The Ultra is desktop only, and it is "twice as fast" as a Max (it's two Max chips essentially), but cost wise it doesn't make sense for most unless you're in a field that benefits from the accelerators. And it's obviously a pro machine for people making money with their computers.
Is an M2 Max likely to still be better overall than an upcoming M3 base , and so on ,
The very short version is the whole product stack is incredibly well organized and thought out. And unlike the PC side actually makes sense numerically (referring both to the CPU and GPU market where naming can change on a whim). And each generation they are more or less sticking to the formula of more of the same, but faster.

From bottom to top every aspect of the chips in the stack simply grow as you go up the stack.

The base is "the smallest" in all ways. In physical die size, in core count, in GPU core count, and sometimes lacking other features like the media engines (which was changed from M1 to M2).

-M1 and M2 were both 8 core machines 4P + 4C cores. and 8-10 core GPUs.
-The Pro adds more CPU and GPU cores and has specifically more performance cores. 6P + 4C cores. up to 8P + 4C. The Pro is twice the size of base silicon. Which is a significant amount of transistors.
-The Max adds more. 8P + 4C cores. Most of the change here on M1 and M2 is in amount of GPU cores. Up to 38. The Max adds another half Pro size again. It's a much larger chip.
-The Ultra is literally two Max chips attached to one another with a 5TB/s link. So 24 cores and 76 GPU cores.

There are other differences too. The amount of RAM that can be addressed by each system increases as you go up the product stack.
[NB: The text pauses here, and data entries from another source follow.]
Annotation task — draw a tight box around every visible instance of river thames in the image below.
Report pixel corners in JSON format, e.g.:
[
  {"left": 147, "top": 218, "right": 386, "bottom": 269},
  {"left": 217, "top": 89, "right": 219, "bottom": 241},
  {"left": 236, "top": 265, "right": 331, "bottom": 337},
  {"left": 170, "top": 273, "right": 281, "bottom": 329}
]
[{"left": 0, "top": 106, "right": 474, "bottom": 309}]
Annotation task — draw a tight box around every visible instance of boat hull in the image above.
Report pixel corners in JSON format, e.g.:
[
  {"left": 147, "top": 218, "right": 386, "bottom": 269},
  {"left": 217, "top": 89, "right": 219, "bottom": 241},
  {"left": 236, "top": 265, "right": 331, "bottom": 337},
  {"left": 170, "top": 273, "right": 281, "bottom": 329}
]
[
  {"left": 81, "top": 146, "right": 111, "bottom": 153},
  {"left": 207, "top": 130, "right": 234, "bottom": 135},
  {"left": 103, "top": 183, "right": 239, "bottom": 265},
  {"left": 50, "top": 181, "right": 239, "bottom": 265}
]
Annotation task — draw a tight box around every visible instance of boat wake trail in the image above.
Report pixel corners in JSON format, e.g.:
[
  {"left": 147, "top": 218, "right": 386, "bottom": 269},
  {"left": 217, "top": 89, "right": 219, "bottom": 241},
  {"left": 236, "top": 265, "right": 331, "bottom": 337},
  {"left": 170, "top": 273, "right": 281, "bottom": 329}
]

The current Max chip can address 96GB of RAM and the Ultra 192GB of RAM. Whereas base can address only up to 24GB of RAM.

So knowing this information, it's obvious that a base M3 will never be faster than a previous Pro chip. Because Apple is likely to always have core counts in both CPU and GPU be the major differentiator. So it would take a massive performance increase in single core on both CPU/GPU to eclipse a previous higher level machine.

In fact my M1 Max I expect will not be eclipsed by a base level machine likely for 3+ years (or 5 total). It actually may be longer than that. No one expects an Intel i3 to ever touch an i9 without probably 5+ years difference, in any metric. The only way that it will have that kind of dramatic shift is if they decide to up the CPU/GPU core counts of lower end machines and increase the size of the silicon that they use for lower end machines. Which they might do. But I don't expect that the base machines will exceed 10 cores any time soon.
Whereas at both the top and bottom on Apple there will likely be a 20% (minimum) jump generation to generation.